Больше ничего в городе хорошего не обнаружил. Библиотеку да еще Кочерыжку, сироту, чудо в перьях. На улице подобрал. Взял ее с собой, после школы, в родные места своего зачатия и деторождения, – а там Шурка Толстый, сатана, правит бал. Не район, а красная зона. Он уже тогда был начальником всея милиции и у каждого, кто хоть малость поднимался, отжимал бабки. Да не просто, а с применением технических средств. Пытки сильно любил, торквемада жеваная. Особенно вставлять паяльник в задний проход малого бизнеса. Роща за селом, где находили отдельные части людей, так и называлась: Милицейский лес.

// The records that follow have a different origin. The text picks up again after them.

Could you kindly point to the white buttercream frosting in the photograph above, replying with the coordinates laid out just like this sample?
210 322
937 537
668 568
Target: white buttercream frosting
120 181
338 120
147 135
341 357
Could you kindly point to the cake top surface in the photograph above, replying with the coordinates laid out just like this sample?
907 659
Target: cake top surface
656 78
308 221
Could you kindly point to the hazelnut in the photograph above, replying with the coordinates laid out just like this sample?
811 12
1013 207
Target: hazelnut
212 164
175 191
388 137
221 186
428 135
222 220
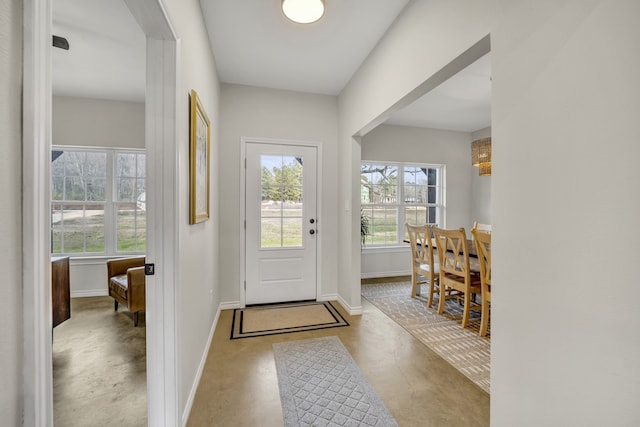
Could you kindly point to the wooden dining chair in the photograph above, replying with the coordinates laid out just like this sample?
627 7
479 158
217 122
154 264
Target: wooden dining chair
483 246
481 227
424 269
455 273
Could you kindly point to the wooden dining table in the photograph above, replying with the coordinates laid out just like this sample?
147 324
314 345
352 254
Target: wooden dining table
471 246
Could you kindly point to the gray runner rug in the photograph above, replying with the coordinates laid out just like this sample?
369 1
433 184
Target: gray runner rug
320 385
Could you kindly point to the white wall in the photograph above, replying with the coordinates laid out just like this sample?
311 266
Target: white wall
197 284
564 337
97 122
426 37
412 144
565 109
480 187
275 114
11 392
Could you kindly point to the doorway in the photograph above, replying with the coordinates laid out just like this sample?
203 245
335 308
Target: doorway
160 141
281 222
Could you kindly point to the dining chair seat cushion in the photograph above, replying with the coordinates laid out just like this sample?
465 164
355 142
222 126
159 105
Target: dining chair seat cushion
118 284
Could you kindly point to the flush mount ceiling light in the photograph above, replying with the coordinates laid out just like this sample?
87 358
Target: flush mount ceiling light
303 11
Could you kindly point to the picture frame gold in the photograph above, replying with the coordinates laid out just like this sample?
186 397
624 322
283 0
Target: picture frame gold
199 161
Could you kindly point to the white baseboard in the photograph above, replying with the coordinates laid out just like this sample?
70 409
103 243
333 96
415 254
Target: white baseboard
91 293
230 305
375 275
353 311
328 297
203 360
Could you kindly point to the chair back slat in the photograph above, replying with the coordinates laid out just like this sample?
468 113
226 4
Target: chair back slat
453 251
483 246
421 245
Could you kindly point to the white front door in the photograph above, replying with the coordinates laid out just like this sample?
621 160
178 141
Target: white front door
281 223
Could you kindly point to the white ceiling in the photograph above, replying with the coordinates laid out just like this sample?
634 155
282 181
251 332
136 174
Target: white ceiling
254 44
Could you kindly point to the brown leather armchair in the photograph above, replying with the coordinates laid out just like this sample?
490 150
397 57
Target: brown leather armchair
126 282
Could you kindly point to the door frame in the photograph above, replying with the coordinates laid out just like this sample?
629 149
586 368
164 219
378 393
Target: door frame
161 128
243 219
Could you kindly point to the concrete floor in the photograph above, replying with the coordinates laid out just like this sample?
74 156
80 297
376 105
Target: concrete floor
106 378
99 367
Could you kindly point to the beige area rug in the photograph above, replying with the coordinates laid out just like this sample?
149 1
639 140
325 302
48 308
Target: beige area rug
321 385
461 347
284 318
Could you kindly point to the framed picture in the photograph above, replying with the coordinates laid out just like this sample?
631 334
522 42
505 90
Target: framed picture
200 133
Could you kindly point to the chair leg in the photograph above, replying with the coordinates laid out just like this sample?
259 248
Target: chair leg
431 291
465 313
484 319
414 284
443 296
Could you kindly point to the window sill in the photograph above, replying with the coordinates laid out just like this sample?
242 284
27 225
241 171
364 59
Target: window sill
386 249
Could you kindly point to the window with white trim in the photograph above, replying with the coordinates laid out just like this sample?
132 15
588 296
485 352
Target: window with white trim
97 201
394 193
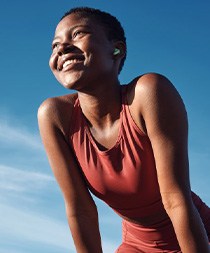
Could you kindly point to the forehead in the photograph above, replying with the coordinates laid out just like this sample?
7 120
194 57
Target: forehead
75 20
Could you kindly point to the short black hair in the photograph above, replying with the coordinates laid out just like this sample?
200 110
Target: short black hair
112 26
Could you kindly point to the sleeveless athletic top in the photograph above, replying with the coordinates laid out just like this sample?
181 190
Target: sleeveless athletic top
123 176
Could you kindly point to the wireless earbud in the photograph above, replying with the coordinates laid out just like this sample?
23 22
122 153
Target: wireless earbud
116 51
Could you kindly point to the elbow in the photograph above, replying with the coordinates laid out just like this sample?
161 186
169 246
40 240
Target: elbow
176 202
82 213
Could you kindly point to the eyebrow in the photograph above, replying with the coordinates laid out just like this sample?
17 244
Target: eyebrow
73 28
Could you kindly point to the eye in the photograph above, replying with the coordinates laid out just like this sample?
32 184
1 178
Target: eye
78 33
55 45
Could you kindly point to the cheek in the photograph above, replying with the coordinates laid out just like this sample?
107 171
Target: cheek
53 62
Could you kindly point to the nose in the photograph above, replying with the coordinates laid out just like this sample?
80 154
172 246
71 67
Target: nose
64 49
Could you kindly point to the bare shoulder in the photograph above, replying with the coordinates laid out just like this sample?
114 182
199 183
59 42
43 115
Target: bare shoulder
57 111
152 96
154 89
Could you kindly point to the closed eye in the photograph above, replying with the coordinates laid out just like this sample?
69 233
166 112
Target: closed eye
55 45
79 33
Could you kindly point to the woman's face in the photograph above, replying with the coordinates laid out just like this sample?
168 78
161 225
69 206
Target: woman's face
81 53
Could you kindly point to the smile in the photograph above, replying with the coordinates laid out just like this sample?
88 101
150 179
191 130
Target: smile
70 62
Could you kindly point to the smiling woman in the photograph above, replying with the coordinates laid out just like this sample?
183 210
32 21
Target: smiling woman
125 143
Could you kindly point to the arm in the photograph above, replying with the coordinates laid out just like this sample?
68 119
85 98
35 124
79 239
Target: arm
166 123
80 208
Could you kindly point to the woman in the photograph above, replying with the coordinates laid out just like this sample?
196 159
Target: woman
126 143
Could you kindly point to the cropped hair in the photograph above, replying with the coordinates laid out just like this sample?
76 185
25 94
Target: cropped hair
111 25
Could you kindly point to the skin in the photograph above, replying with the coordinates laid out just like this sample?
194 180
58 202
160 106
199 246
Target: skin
155 106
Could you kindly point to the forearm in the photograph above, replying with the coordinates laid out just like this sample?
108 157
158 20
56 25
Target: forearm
189 230
85 232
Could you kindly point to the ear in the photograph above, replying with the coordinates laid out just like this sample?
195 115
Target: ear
119 50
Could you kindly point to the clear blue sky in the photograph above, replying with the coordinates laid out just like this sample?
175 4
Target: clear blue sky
169 37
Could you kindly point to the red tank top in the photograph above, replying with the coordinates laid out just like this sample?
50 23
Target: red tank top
123 176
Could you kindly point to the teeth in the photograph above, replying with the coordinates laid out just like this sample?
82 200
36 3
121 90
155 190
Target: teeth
68 62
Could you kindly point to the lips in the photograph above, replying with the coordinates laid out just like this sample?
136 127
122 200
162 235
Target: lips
68 61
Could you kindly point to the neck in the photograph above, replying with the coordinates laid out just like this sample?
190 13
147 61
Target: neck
101 106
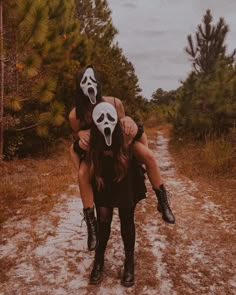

Я был против. Хотя совсем зеленый еще следачок, но отправлял письма в газеты и инстанции. Не потому, что я такой принципиальный или за справедливость, а просто мне людей жалко.

Ну и вот, однажды как-то вечерком пригласили меня товарищи по работе на лесопилку, где начальник мой, будто невзначай, с шутками-прибаутками, циркулярной пилой отхерачил мне кисть правой руки, которой я боролся за правду.

– Понял теперь? – спрашивает.

Ору от боли, но не жалуюсь. Потому что – кому? Такие морды вокруг! Товарищи по работе отвезли в больничку. Дядя Ваня Ржач заштопал ранку. Где-то через месяц уволили меня из ментовки в отставку и отправили на быстром катере к ебёной матери, в Бездорожную, представителем власти, которую тамошний народ в гробу видал со столыпинским галстуком.

Как сошли мы с Кочерыжкой на берег, мужики сразу встретили коварным вопросом:

– Ну что, глава, причапал?

Почтительно сняв кепку, отвечал: – Глава в городе, а я так – Головастик. Им понравилось.

7. Кочерыжка

Я дочь советской женщины и неизвестного солдата. Не то чтобы злая, просто не дура. Пример есть перед глазами. Мама моя, которая всю жизнь переживала, какая у нее будет пенсия. Переживала, а до пенсии не дожила, умерла в пятьдесят четыре с половиной года. Потому что нехрен мечтать о будущем. Такой нешкольный урок.

Отец на похороны не приехал, инородное тело. Он где-то до сих пор убивает людей по контракту. В Монголии, в Анголии. Мне плевать! Я ушла из дому после того, как дала маме уговорить себя на аборт. Все-таки дура! Да еще и официанткой устроилась. Когда Вовка спросил про родителей – наврала, что сирота. Не хотелось его ни с кем знакомить из своей семьи. Но не так уж и соврала. Мама вскоре прибралась. Отец в неизвестности.

Вообще-то они с детства мне снились мертвыми. Такой был кошмар. Иногда снилось, что сижу в тюрьме за то, что их убила. Вылетала ночью из кровати и обнимала мать. С ревом: прости, мамочка! А ей спросонья всегда неохота было выяснять, за что «прости». Днем она беспокоилась, что не хватит денег или что душманы отца рубают в капусту где-то в далеком Чучмекистане.

Конечно, я помню отца. Он бывал. Куклы, тряпки, обнимашки, крики «Кто на свете всех милее?» – все было. Но цирк уезжал – отца ждала машина, всегда ночью или рано утром, – а клоуны оставались. И мотали на ус: не можешь удержать свою радость, лучше и не начинай.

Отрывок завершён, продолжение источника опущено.